Search code examples
wekafeature-selection

Weka exception: Train and test file not compatible! thrown despite having filters that shall correct that incompatibility


Let's say I have the following data in ARFF format:

TRAIN:

@ATTRIBUTE A NUMERIC
@ATTRIBUTE B NUMERIC
@ATTRIBUTE C NUMERIC

TEST

@ATTRIBUTE ID NUMERIC
@ATTRIBUTE A NUMERIC
@ATTRIBUTE B NUMERIC
@ATTRIBUTE C NUMERIC
@ATTRIBUTE D NUMERIC
@ATTRIBUTE E NUMERIC

Now, to explain the attribute difference, on the TRAIN data, a feature selection was performed, so some attributes were removed. I need to get predictions on TEST dataset from classifier trained on TRAIN dataset, but TRAIN and TEST headers do not match. I tried to solve it by applying RemoveByName filters with the excess feature names as parameters, however it still fails with an error, that Train and test file not compatible!

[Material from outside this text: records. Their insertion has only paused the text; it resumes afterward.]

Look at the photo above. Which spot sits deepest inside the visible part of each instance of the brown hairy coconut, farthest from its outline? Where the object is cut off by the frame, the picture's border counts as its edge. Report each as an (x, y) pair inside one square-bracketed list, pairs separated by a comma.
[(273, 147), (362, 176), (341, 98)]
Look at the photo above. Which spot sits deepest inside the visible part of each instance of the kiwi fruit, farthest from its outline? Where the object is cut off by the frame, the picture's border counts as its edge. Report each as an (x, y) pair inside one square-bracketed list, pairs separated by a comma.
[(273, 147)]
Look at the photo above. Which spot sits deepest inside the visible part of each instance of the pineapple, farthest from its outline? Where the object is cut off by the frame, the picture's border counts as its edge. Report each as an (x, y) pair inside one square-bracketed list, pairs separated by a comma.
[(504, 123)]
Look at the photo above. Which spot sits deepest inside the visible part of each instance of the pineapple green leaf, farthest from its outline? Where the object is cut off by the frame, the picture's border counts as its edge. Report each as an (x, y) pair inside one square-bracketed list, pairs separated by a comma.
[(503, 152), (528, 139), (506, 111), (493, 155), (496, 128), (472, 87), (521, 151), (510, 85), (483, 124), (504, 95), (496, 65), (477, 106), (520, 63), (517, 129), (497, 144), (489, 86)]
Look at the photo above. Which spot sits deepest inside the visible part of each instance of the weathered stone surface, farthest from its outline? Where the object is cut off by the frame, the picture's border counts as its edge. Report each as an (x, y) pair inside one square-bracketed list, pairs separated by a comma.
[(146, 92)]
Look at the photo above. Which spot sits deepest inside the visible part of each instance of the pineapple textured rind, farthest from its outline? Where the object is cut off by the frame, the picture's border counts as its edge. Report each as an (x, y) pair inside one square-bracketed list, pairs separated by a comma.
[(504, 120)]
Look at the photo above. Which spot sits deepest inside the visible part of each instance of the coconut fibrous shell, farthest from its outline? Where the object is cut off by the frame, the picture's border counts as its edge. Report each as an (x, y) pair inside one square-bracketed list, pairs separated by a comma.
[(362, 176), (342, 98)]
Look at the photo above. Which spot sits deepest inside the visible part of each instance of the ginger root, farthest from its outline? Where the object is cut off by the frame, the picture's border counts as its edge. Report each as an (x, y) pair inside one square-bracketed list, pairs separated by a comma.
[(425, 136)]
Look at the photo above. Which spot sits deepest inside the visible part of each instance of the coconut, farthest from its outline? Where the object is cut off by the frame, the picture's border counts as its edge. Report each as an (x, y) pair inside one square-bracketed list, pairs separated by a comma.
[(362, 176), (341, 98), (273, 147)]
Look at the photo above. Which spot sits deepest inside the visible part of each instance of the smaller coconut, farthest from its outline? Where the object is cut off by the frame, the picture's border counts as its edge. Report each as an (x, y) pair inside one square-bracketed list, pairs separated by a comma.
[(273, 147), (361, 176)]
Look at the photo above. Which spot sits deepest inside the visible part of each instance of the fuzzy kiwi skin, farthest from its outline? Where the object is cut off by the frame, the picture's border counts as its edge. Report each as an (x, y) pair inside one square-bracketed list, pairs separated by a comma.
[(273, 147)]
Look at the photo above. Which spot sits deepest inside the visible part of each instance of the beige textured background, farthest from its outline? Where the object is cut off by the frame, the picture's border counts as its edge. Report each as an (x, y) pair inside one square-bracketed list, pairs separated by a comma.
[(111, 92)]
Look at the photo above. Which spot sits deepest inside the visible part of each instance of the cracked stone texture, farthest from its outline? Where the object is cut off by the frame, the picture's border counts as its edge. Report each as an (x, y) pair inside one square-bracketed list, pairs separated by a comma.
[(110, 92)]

I was reading this correspondence, where it is stated, that filters are applied also to test data, so they are compatible, but it looks like they are not in my case.

Do I have to create a separate new file externally for each subset of selected features in TRAIN file, or can I use FilteredClassifier to remove the features that are not needed? Or, can I somehow specify which attributes to use for prediction?

EDIT1:

I need to run everything from command line, I need to be able to supply variable parameters and variable filters for both the base classifier and the FilteredClassifier As @zbicyclist suggested, I tried to make it work through the InputMappedClassifier, by a command as follows:

java -Xmx4096m -cp data/java/weka.jar weka.classifiers.misc.InputMappedClassifier -t train.arff -T test_bin.arff -classifications weka.classifiers.evaluation.output.prediction.CSV -p first -file FILE.arff -suppress -S 1 -W weka.classifiers.meta.FilteredClassifier -- -F weka.filters.MultiFilter -F "weka.filters.unsupervised.attribute.RemoveByName -E ^ID$" -F "weka.filters.unsupervised.attribute.RemoveByName -E ^OD_VALUE$" -W weka.classifiers.rules.DecisionTable -- -I

Which looks like this, when I add newlines (which must be ommited before running it):

java -Xmx4096m -cp data/java/weka.jar 
weka.classifiers.misc.InputMappedClassifier
  -t train.arff
  -T test_bin.arff
  -classifications weka.classifiers.evaluation.output.prediction.CSV
  -p first
  -file FILE.arff
  -suppress
  -S 1
  -W weka.classifiers.meta.FilteredClassifier
--
  -F weka.filters.MultiFilter
  -F "weka.filters.unsupervised.attribute.RemoveByName -E ^ID$"
  -F "weka.filters.unsupervised.attribute.RemoveByName -E ^OD_VALUE$"
  -W weka.classifiers.rules.DecisionTable
--
  -I

It does not work though and says that: Weka exception: Illegal options: -F weka.filters.unsupervised.attribute.RemoveByName -E ^ID$ -F weka.filters.unsupervised.attribute.RemoveByName -E ^OD_VALUE$

Can anyone help me with nesting the command properly, so I can wrap the base classifier into FilteredClassifier and then wrap the filtered classifier into InputClassifier?


Solution

  • The problem is, that the inputs are probably compared before applying the filtering, thus you need to wrap it into InputMappedClassifier and filter unnecesary columns only after the input train features are mapped to correct input test features

    I managed to come up with following command:

    java -Xmx4096m -cp data/java/weka.jar weka.classifiers.misc.InputMappedClassifier \
    -t train.arff \
    -T test_bin.arff \
    -classifications \
        "weka.classifiers.evaluation.output.prediction.CSV \
        -p first \
        -file FILE.arff \
        -suppress" \
    -W weka.classifiers.meta.FilteredClassifier\
    --\
        -F "weka.filters.MultiFilter -F \"weka.filters.unsupervised.attribute.RemoveByName -E ^ID$\" -F \"weka.filters.unsupervised.attribute.RemoveByName -E ^OD_VALUE$\""\
        -S 1\
        -W weka.classifiers.rules.DecisionTable \
        --\
            -I
    

    Which seems to do what I need.

    It is possible to nest classifiers by using the -W <classifier.name> argument last and then introducing the parameters for the nested classifier after the -- argument. No obscure quote backslashing required.